The first month after giving birth, I was quite sure G would be an only child. The day she turned one month old, I sat breastfeeding her with tears running down my cheeks because things were just too hard. The next day I probably smiled. I don’t remember. Right now, I am ready for more children, but tomorrow? Who knows?
I searched for soul mates and found one in a friend of mine who was honest and straightforward. I searched for more but didn’t – couldn’t – find them. It seemed my friends had had the easiest of babies. One was good enough to tell me that things had probably been tough in the beginning but she had since forgotten. It warmed me a little but everything soon turned cold around me again.
I will continue to write this sentence: I never believed motherhood would be easy. I never did. I promise. But in so many ways it has surprised me.
I am all alone. I am the only one with a child that sleeps too little, needs help to be breastfed, cries at night for no reason. I tell myself this over and over again. One evening I tell J that I think it is fair to say we haven’t got the easiest baby. He looks at me and asks what good saying that will do us? We fight because I need to say it and he needs me to not say that kind of thing. The next day she is an angel.
I am scared shitless about attending the wedding of a couple of our really good friends. Scared because she juggled a three month old perfectly at our wedding last year and scared because our only other venture out into the real world has been a birthday party which we left early due to incosolable baby girl (ours). But G behaves her best. She won’t sleep while we toast the couple, find our seats and eat the starter, but as soon as the buffet is on the table, she’s out. Six hours. I dance with my husband, the bride, the groom. I don’t drink a sip of alcohol, but I feel as if I am at a party and I am having fun. Sunday is a fight, but who cares when Saturday was bubbly like a glass of champagne?

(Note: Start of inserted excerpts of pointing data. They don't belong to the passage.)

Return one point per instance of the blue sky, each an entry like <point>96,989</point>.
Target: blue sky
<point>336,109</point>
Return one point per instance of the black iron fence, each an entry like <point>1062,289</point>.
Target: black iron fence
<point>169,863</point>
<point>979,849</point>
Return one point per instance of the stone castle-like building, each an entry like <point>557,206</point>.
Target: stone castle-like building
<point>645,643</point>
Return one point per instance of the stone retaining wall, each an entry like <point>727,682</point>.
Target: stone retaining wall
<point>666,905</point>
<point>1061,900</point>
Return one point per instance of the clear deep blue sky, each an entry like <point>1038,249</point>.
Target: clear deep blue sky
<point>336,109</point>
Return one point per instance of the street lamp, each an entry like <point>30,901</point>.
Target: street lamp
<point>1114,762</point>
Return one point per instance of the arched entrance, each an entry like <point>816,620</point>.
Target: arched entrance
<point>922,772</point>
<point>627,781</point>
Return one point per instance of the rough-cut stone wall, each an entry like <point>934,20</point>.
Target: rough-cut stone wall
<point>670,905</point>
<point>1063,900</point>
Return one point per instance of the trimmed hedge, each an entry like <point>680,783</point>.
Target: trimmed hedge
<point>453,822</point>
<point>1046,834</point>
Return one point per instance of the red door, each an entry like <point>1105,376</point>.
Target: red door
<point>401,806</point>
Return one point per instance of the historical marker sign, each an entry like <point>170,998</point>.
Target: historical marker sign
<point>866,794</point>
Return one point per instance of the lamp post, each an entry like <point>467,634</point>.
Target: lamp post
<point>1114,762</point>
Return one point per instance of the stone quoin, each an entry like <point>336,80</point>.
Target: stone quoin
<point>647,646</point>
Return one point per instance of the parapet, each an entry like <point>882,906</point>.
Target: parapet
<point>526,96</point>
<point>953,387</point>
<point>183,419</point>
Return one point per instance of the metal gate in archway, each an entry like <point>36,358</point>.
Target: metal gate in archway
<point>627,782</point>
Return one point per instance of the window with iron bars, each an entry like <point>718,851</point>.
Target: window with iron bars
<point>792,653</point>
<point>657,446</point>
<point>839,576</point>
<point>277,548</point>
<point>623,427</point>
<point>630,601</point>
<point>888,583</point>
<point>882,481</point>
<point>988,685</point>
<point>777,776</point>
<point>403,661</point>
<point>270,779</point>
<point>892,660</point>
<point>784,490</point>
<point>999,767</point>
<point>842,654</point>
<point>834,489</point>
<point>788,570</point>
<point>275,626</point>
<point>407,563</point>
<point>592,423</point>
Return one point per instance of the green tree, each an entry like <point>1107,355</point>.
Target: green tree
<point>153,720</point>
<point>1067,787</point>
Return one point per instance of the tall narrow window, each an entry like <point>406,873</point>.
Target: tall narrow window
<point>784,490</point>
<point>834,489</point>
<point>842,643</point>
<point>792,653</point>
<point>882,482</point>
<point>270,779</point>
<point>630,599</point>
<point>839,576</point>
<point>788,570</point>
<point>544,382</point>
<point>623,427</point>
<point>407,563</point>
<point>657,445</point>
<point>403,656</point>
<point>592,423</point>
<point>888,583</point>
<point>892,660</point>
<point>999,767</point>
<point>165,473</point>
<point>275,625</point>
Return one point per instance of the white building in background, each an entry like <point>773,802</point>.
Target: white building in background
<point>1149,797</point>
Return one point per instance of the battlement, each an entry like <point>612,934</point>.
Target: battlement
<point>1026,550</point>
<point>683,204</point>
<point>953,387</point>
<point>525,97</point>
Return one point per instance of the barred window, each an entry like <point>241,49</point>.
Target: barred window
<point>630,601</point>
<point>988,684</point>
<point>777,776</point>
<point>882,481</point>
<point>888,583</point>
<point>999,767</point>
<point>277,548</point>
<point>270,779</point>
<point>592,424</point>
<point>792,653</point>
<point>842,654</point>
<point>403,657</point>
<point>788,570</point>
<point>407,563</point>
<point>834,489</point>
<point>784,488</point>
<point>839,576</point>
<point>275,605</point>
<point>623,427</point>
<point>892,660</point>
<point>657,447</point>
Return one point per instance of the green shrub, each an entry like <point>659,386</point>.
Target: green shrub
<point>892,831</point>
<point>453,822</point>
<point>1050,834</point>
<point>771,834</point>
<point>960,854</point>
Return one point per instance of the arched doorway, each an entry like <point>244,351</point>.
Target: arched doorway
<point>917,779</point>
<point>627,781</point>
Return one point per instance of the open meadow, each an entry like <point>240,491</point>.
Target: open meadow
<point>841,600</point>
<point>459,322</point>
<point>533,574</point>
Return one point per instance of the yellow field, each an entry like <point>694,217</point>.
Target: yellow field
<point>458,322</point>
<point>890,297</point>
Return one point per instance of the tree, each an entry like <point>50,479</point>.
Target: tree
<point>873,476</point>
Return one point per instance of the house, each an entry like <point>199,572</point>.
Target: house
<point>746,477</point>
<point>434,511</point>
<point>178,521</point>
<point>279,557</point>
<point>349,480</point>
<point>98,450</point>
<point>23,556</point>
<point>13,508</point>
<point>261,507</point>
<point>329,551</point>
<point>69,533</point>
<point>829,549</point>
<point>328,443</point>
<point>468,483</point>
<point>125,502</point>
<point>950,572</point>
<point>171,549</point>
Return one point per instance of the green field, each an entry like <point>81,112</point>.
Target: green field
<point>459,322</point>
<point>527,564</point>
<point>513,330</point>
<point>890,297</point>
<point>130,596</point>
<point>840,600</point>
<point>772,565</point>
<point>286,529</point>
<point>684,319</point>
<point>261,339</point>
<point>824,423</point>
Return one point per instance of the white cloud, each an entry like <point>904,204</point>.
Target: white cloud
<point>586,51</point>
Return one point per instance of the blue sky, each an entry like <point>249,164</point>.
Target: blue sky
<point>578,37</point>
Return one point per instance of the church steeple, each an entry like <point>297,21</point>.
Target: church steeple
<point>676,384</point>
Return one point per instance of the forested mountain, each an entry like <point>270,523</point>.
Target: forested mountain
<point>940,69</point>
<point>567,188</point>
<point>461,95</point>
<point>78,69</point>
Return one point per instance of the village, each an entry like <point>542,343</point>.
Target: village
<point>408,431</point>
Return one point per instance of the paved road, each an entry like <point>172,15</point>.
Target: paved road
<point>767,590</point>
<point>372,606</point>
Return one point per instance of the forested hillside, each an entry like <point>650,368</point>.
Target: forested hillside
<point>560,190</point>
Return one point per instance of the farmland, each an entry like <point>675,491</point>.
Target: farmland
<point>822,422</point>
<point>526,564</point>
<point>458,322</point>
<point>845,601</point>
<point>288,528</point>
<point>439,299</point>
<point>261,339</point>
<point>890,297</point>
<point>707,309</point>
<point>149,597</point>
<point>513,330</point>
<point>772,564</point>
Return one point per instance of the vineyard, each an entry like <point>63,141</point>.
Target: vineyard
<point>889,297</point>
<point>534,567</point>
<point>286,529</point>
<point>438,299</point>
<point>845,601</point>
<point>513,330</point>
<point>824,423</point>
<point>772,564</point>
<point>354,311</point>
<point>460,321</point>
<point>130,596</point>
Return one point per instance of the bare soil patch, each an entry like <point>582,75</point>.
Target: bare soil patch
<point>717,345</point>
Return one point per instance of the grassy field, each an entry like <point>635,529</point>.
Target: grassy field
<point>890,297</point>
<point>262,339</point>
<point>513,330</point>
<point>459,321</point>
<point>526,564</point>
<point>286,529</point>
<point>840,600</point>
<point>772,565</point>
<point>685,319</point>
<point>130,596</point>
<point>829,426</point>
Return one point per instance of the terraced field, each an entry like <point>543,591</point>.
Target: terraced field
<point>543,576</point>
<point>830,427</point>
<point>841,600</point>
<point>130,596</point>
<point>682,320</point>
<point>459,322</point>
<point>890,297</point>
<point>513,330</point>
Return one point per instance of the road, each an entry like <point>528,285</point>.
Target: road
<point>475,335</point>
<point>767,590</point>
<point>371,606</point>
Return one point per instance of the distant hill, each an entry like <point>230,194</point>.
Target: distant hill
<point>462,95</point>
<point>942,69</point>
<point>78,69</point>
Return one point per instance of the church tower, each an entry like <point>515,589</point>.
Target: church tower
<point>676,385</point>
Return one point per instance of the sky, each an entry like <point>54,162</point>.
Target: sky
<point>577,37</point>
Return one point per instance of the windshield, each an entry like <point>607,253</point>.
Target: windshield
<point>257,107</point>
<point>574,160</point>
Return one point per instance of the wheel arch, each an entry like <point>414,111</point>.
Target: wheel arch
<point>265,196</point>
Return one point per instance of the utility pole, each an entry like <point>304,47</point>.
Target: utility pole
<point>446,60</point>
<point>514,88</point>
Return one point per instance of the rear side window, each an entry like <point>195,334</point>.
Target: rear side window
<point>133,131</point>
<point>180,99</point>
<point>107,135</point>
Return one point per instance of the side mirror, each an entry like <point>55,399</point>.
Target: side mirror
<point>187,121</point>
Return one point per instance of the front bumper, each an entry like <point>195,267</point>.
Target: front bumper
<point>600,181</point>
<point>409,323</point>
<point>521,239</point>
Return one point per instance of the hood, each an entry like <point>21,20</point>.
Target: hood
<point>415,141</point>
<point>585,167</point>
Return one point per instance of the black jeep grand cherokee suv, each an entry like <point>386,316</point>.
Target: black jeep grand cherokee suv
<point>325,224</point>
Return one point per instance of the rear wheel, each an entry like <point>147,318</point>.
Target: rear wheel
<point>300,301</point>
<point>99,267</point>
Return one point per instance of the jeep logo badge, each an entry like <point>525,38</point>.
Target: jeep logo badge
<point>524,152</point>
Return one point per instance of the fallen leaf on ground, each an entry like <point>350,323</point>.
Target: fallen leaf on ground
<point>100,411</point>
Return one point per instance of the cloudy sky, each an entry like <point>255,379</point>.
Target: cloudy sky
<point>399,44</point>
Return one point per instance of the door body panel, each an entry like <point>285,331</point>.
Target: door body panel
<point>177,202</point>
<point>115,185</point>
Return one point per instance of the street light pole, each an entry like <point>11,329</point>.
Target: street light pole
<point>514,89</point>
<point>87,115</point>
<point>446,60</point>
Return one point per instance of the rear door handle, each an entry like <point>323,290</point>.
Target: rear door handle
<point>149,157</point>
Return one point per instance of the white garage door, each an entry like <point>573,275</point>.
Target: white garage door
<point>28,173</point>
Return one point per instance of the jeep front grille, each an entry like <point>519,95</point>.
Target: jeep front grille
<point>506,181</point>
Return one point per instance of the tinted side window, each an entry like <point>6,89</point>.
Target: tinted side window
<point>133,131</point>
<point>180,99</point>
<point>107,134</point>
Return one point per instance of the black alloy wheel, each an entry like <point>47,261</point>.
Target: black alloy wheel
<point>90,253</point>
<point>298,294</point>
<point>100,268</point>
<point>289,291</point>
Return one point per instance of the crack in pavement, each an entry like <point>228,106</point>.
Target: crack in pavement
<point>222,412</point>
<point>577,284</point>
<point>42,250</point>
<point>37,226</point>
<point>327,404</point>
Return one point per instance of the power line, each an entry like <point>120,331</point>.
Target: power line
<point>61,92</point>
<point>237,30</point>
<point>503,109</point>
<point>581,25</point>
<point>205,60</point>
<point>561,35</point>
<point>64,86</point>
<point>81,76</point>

Every Monday I sit with five other mothers I didn’t know five weeks ago. Mother group they call it. At first, the only thing we had in common was having had children around the same time. Our children’s birthdays, the fact that it is our first babies and the part of town we have chosen to live in is what has brought us together. We were asked if we wanted to join, and we all said yes whispering to ourselves that it would be okay to quit should the others turn out to be people we didn’t get along with. So far we are still together. Getting along. We talk and share our experiences. Five weeks after our first meeting I dare to ask if any of them have felt as I have: This is too hard, this will be the only one I ever have. They all have. And just like that, question by question, we learn that we have things in common. We might never meet up for lunch without our kids. We might not see each other again once maternity leave is over and our kids are in day care, but right now we have something in common, something which brings us together.
I started school when I was six and I left university when I was 26. I feel as if I have learned more, seen more, these past two months than I did during those 20 years. Every day feels like driving around a country whose infra structure has not yet been thought through. It is a bumpy road. It is up and down and driving way too fast for my liking and turning corners when you would much rather just go ahead. But the view, the view is so great. And the people I get to ride with in the car, those people are so great. We fight, we cry, but we have so much together – laughs, smiles, naps, kisses, love – and all of that makes it all worth it. All worth it – even if tomorrow is bumpier than anything we have seen yet.